News at home always takes precedence over everything else. It's how the media works. There's a whole lot of people out there who will hear about things like Biafra and ask what it has to do with them, and, believing that it doesn't, give it the cold shoulder. There's far worse things out in the world than what America, the UK, and most other countries do, but the majority of people aren't interested.
I'm too much of an idiot not to read through this thread and not say anything, but I'll try and keep it short. The freedoms we - as Americans and (in my case) a Briton - enjoy are awesome, and I'll agree that they were fought for in WWII. However, I don't buy the idea that they're the main reason behind Iraq, Afghanastan etc. If our governments came out and said "we're out on a mission to spread human rights through the human race", then that'd be awesome, and I'd love it - but I'm not convined that that's what's motivated recent military actions. If it were, then someone like Robert Mugabe would have been removed from office long ago - he's far worse a ruler than Saddam was when he was removed from power. Not long ago Mugabe's government started demolishing the houses of people who voted against him. I don't recall any government doing anything against him expressing concern, the same as they have been since he came to government.
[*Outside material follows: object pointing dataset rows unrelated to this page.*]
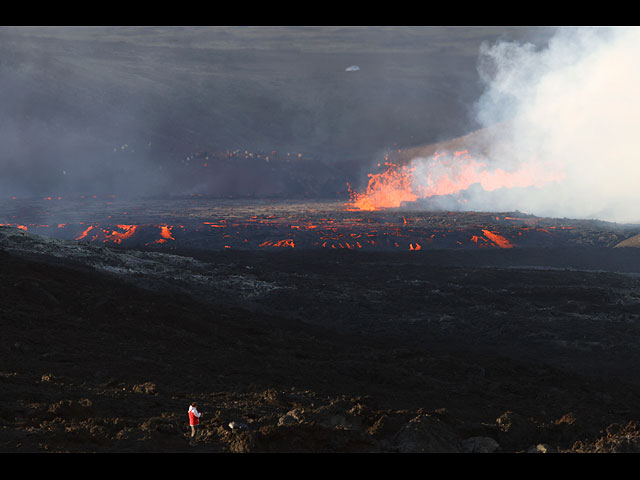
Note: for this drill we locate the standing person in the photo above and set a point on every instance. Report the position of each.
(194, 419)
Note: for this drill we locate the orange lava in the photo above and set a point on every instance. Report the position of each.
(117, 237)
(497, 239)
(443, 175)
(388, 189)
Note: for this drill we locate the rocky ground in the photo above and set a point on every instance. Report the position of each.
(316, 351)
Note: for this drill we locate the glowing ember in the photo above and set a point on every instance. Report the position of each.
(443, 175)
(85, 233)
(117, 237)
(497, 239)
(165, 232)
(388, 189)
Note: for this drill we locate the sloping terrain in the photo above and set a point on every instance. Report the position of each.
(108, 360)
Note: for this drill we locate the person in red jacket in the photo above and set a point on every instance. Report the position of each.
(194, 419)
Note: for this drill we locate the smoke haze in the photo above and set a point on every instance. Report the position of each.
(123, 110)
(573, 108)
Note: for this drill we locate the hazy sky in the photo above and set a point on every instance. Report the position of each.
(119, 109)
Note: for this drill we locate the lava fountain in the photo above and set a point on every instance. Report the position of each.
(445, 174)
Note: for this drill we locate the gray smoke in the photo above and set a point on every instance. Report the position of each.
(574, 107)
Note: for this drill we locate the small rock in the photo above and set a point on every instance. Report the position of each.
(540, 448)
(480, 445)
(238, 426)
(147, 387)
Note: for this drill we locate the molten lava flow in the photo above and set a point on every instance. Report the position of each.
(443, 175)
(85, 233)
(497, 239)
(165, 232)
(280, 243)
(117, 237)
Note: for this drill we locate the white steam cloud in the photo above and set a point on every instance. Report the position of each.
(574, 108)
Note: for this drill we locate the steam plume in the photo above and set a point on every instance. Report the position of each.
(572, 108)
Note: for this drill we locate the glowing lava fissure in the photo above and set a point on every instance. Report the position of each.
(443, 174)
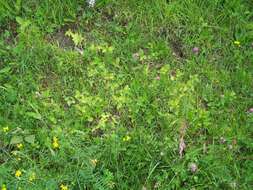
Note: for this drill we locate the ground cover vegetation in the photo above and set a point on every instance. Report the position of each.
(148, 94)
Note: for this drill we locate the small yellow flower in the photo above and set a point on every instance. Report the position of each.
(94, 162)
(4, 187)
(126, 138)
(238, 43)
(20, 146)
(32, 177)
(6, 129)
(18, 173)
(63, 187)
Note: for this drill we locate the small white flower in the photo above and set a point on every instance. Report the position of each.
(91, 3)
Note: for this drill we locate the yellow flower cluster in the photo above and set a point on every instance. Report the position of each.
(55, 143)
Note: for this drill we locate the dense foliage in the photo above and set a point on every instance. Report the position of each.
(148, 94)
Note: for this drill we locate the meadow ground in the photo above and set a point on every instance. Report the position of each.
(128, 95)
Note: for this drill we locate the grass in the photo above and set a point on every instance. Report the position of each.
(105, 97)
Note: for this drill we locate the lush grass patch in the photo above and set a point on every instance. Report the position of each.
(126, 95)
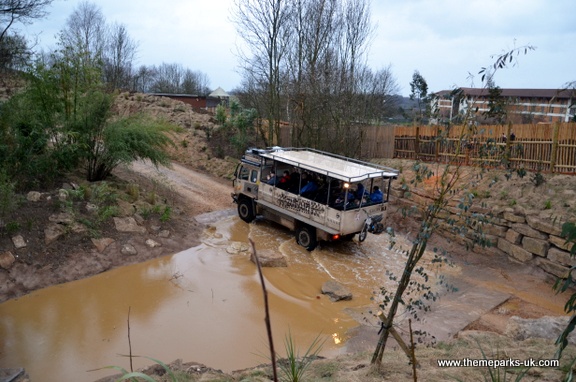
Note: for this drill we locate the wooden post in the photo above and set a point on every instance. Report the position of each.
(397, 337)
(437, 146)
(412, 351)
(554, 153)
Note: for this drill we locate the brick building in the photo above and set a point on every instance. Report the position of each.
(521, 105)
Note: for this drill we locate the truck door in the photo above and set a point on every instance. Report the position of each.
(247, 180)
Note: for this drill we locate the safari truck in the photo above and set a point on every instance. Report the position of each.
(320, 196)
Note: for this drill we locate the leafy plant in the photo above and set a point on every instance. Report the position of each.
(12, 227)
(564, 284)
(7, 194)
(166, 214)
(293, 366)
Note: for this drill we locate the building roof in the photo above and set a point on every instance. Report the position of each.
(521, 93)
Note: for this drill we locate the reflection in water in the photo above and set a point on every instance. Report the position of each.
(202, 305)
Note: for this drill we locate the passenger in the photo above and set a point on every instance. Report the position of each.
(376, 196)
(360, 191)
(308, 185)
(284, 182)
(294, 181)
(273, 179)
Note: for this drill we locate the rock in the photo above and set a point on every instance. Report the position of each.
(139, 219)
(102, 243)
(545, 327)
(164, 233)
(515, 251)
(53, 232)
(336, 291)
(61, 218)
(152, 244)
(512, 217)
(126, 208)
(33, 196)
(513, 236)
(237, 247)
(18, 242)
(62, 194)
(78, 227)
(269, 258)
(562, 257)
(128, 224)
(560, 243)
(550, 227)
(535, 246)
(527, 231)
(90, 207)
(552, 267)
(128, 249)
(6, 260)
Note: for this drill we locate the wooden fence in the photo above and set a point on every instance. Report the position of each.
(545, 147)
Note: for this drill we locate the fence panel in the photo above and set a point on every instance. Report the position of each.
(545, 147)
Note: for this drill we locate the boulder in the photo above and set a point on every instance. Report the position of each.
(550, 227)
(513, 236)
(128, 249)
(164, 233)
(18, 242)
(61, 218)
(102, 243)
(53, 232)
(126, 208)
(560, 243)
(6, 260)
(237, 247)
(548, 327)
(527, 231)
(33, 196)
(270, 259)
(152, 244)
(512, 217)
(128, 224)
(562, 257)
(62, 194)
(535, 246)
(336, 291)
(552, 267)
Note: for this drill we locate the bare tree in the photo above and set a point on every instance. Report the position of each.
(85, 32)
(143, 79)
(195, 82)
(14, 49)
(21, 11)
(264, 25)
(118, 56)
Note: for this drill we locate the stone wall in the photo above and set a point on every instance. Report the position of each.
(530, 238)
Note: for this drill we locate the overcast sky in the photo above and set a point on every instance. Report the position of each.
(445, 40)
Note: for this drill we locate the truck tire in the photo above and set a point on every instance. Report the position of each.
(246, 210)
(306, 237)
(362, 235)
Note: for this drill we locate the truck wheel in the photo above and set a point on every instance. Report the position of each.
(306, 237)
(362, 235)
(246, 210)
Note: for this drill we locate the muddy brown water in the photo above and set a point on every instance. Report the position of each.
(204, 304)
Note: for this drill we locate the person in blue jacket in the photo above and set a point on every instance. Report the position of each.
(376, 196)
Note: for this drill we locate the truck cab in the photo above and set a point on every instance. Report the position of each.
(318, 195)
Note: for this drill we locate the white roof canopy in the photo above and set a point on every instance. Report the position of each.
(338, 167)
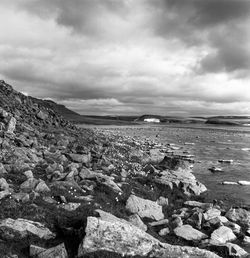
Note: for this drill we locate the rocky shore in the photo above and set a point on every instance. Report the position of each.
(71, 192)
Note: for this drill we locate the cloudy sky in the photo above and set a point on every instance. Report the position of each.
(173, 57)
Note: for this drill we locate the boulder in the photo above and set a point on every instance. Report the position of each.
(19, 229)
(231, 250)
(187, 232)
(136, 221)
(11, 126)
(239, 215)
(211, 213)
(181, 179)
(222, 235)
(127, 240)
(80, 158)
(58, 251)
(144, 208)
(42, 115)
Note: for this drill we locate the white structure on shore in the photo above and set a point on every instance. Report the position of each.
(152, 120)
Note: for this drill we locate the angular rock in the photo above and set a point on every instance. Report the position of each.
(222, 235)
(80, 158)
(182, 179)
(187, 232)
(42, 187)
(211, 213)
(58, 251)
(231, 250)
(136, 221)
(144, 208)
(11, 125)
(239, 215)
(19, 229)
(125, 239)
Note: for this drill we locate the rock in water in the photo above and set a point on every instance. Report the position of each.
(239, 215)
(18, 229)
(189, 233)
(128, 240)
(144, 208)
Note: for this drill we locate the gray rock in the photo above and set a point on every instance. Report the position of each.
(80, 158)
(11, 125)
(239, 215)
(3, 184)
(126, 239)
(144, 208)
(222, 235)
(232, 250)
(136, 221)
(42, 115)
(187, 232)
(58, 251)
(211, 213)
(42, 187)
(198, 204)
(18, 229)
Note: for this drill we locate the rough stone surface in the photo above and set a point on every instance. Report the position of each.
(144, 208)
(189, 233)
(222, 235)
(21, 228)
(239, 215)
(125, 239)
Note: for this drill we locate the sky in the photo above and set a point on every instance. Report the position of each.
(130, 57)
My main point, though, is that the main way our freedoms are being removed in recent years are through our own governments. There's been a lot of laws proposed and passed in recent times that have had human rights groups like Amnesty International (who I spent two years doing student volunteer work with) squirming. Our grandparents fought off the Nazis and the Japanese to save our freedoms in the 40s; the danger now is that, in order to save them, our governments are taking them away from us. And I'm refering to "us" as a people as a whole - to Muslims, Christians, Buddhists, Hindus, black, white, gay, straight, whatever you damn well like. It's all very subtle, but it's a real concern.
Furthermore, I feel that the actions of American and British soldiers deserve to be highlighted in the way they are, because if we're going to go and claim the moral high ground in these wars, we better act like we damn well deserve it. The majority of troopers do - I know a fair few people in the military, and I knew lots of Muslims during my time at uni, and they were all singing from the same hymn sheet - but those few who ruin it for the rest should be rooted out.
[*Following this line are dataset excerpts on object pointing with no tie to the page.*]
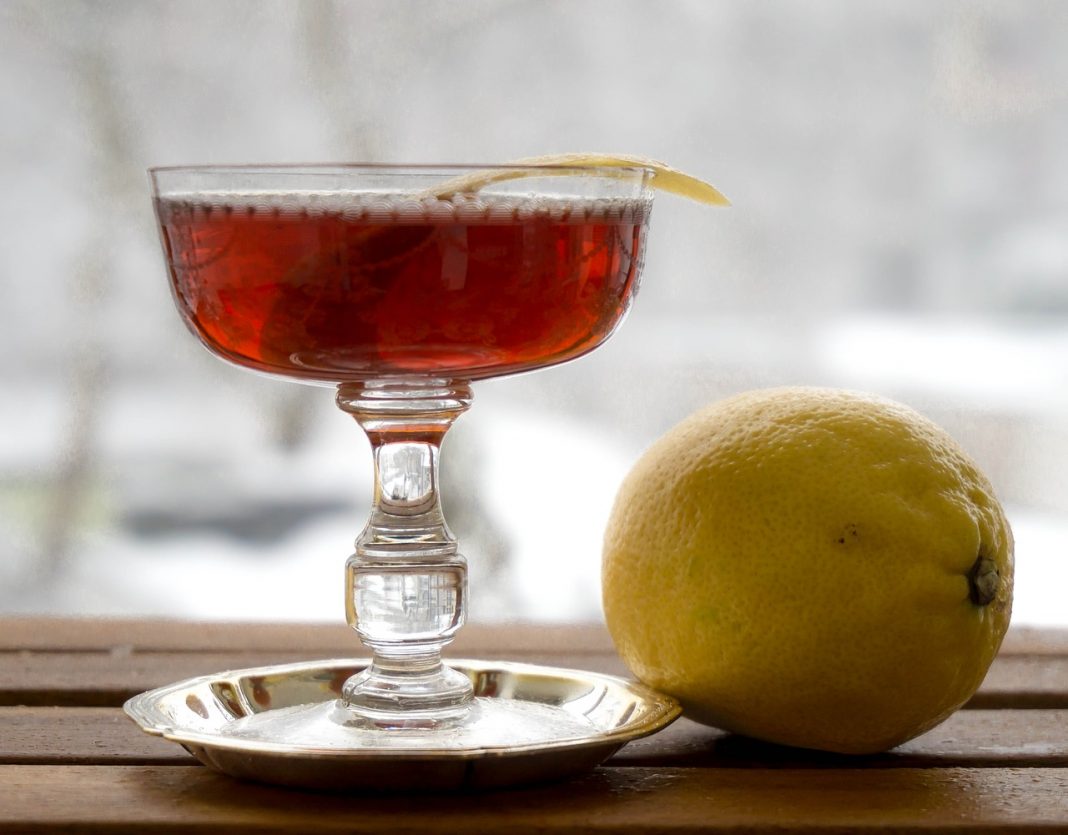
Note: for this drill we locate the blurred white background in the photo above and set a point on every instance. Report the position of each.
(899, 224)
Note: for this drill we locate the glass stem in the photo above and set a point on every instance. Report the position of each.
(406, 584)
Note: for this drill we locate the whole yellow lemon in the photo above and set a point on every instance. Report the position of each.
(811, 567)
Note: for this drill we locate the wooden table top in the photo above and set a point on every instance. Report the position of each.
(69, 759)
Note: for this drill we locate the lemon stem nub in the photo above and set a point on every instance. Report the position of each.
(983, 581)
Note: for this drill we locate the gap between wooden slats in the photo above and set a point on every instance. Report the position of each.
(639, 800)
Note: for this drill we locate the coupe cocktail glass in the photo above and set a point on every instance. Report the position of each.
(401, 285)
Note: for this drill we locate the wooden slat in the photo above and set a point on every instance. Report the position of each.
(973, 738)
(107, 679)
(103, 679)
(130, 799)
(80, 736)
(105, 634)
(969, 738)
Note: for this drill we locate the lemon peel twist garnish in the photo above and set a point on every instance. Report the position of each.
(664, 177)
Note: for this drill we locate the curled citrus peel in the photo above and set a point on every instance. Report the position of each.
(664, 177)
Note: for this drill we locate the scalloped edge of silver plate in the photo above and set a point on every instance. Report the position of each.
(195, 713)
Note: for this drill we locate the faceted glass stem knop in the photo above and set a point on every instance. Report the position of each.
(406, 584)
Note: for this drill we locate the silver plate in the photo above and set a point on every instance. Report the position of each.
(202, 714)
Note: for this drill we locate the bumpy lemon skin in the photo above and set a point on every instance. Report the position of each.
(792, 565)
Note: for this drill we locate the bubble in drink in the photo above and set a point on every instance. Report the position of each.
(338, 287)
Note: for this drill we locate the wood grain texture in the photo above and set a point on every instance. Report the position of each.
(635, 800)
(107, 679)
(972, 738)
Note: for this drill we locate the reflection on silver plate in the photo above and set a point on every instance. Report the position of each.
(279, 724)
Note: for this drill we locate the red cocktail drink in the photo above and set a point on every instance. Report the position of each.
(354, 287)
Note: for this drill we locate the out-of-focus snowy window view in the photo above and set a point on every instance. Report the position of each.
(899, 179)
People are people are people. People aren't an organisation. I'm reading The Grapes of Wrath ATM, and near the start, there's a great section about how a bank is made up of people, but it's bigger than any person, or any number of people, and even though everyone in the bank hates their job and what they have to do, they do it because the bank wants them to. The bank may be controlled by people in name, but those people are controlled by the bank, and no one can stop the bank, because you can stop people, but the bank is bigger than people. I'm not doing too good a job of remembering it, but I hope you see why I'm saying it. I'll never disrespect someone in the military (unless they're doing something illegal, e.g. torture), but I can hate what the military itself does.
I hope I'm not putting my oar in where it's not wanted. I'm still a new kid around here, and still learning the ins-and-outs of the society of this forum, but I'm too outspoken to not speak up.